How to apply custom column order (on Categorical) to pandas boxplot?

Asked 21/3, 2013 at 7:9 Answered 12/5, 2020 at 13:58

Solved python pandas boxplot categorical-data

EDIT: this question arose back in 2013 with pandas ~0.13 and was obsoleted by direct support for boxplot somewhere between version 0.15-0.18 (as per @Cireo's late answer; also pandas greatly improved support for categorical since this was asked.)

I can get a boxplot of a salary column in a pandas DataFrame...

train.boxplot(column='Salary', by='Category', sym='')

...however I can't figure out how to define the index-order used on column 'Category' - I want to supply my own custom order, according to another criterion:

category_order_by_mean_salary = train.groupby('Category')['Salary'].mean().order().keys()

How can I apply my custom column order to the boxplot columns? (other than ugly kludging the column names with a prefix to force ordering)

'Category' is a string (really, should be a categorical, but this was back in 0.13, where categorical was a third-class citizen) column taking 27 distinct values: ['Accounting & Finance Jobs','Admin Jobs',...,'Travel Jobs']. So it can be easily factorized with pd.Categorical.from_array()

On inspection, the limitation is inside pandas.tools.plotting.py:boxplot(), which converts the column object without allowing ordering:

pandas.core.frame.py.boxplot() is a passthrough to
pandas.tools.plotting.py:boxplot() which instantiates ...
matplotlib.pyplot.py:boxplot() which instantiates ...
matplotlib.axes.py:boxplot()

I suppose I could either hack up a custom version of pandas boxplot(), or reach into the internals of the object.

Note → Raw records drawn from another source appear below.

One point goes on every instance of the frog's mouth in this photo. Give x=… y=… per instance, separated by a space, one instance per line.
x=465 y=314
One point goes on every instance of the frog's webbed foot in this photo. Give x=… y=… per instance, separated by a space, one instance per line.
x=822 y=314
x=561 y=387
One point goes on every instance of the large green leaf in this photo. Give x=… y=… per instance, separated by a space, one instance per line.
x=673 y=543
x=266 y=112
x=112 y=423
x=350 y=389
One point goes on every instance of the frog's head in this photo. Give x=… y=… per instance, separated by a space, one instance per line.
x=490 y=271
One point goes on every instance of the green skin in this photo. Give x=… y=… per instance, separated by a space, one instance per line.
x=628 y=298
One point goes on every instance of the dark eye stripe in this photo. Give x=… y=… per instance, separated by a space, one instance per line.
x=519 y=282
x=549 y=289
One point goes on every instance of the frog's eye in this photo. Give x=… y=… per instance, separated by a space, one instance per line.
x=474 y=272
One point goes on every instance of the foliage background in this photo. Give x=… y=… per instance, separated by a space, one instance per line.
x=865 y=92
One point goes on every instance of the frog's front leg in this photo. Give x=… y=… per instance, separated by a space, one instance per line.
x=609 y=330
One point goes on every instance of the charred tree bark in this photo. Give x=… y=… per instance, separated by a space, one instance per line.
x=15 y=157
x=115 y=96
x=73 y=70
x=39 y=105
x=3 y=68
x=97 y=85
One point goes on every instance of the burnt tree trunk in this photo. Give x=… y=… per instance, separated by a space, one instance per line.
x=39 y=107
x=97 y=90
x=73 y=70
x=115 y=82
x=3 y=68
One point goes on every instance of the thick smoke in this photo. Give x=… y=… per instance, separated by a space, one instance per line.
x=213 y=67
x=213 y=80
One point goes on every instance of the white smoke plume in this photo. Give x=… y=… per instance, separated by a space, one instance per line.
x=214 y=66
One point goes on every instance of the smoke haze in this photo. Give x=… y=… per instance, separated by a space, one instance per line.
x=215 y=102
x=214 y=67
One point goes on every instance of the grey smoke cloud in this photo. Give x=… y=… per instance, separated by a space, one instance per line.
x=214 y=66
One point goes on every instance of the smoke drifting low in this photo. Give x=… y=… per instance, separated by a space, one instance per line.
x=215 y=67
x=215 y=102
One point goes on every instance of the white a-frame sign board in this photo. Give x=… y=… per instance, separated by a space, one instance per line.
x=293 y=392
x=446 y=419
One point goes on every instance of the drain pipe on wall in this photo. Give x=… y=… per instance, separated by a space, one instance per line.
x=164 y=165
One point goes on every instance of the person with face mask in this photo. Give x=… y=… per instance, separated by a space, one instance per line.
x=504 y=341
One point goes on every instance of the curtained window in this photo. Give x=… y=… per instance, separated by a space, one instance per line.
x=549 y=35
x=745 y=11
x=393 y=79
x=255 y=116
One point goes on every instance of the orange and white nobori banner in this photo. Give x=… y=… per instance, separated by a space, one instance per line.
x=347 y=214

And also file an enhance request.

Birth answered 21/3, 2013 at 7:9 Comment(0)

Hard to say how to do this without a working example. My first guess would be to just add an integer column with the orders that you want.

A simple, brute-force way would be to add each boxplot one at a time.

import numpy as np
import pandas as pd
import matplotlib.pyplot as plt

df = pd.DataFrame(np.random.rand(37,4), columns=list('ABCD'))
columns_my_order = ['C', 'A', 'D', 'B']
fig, ax = plt.subplots()
for position, column in enumerate(columns_my_order):
    ax.boxplot(df[column], positions=[position])

ax.set_xticks(range(position+1))
ax.set_xticklabels(columns_my_order)
ax.set_xlim(xmin=-0.5)
plt.show()

Operatic answered 21/3, 2013 at 15:34 Comment(4)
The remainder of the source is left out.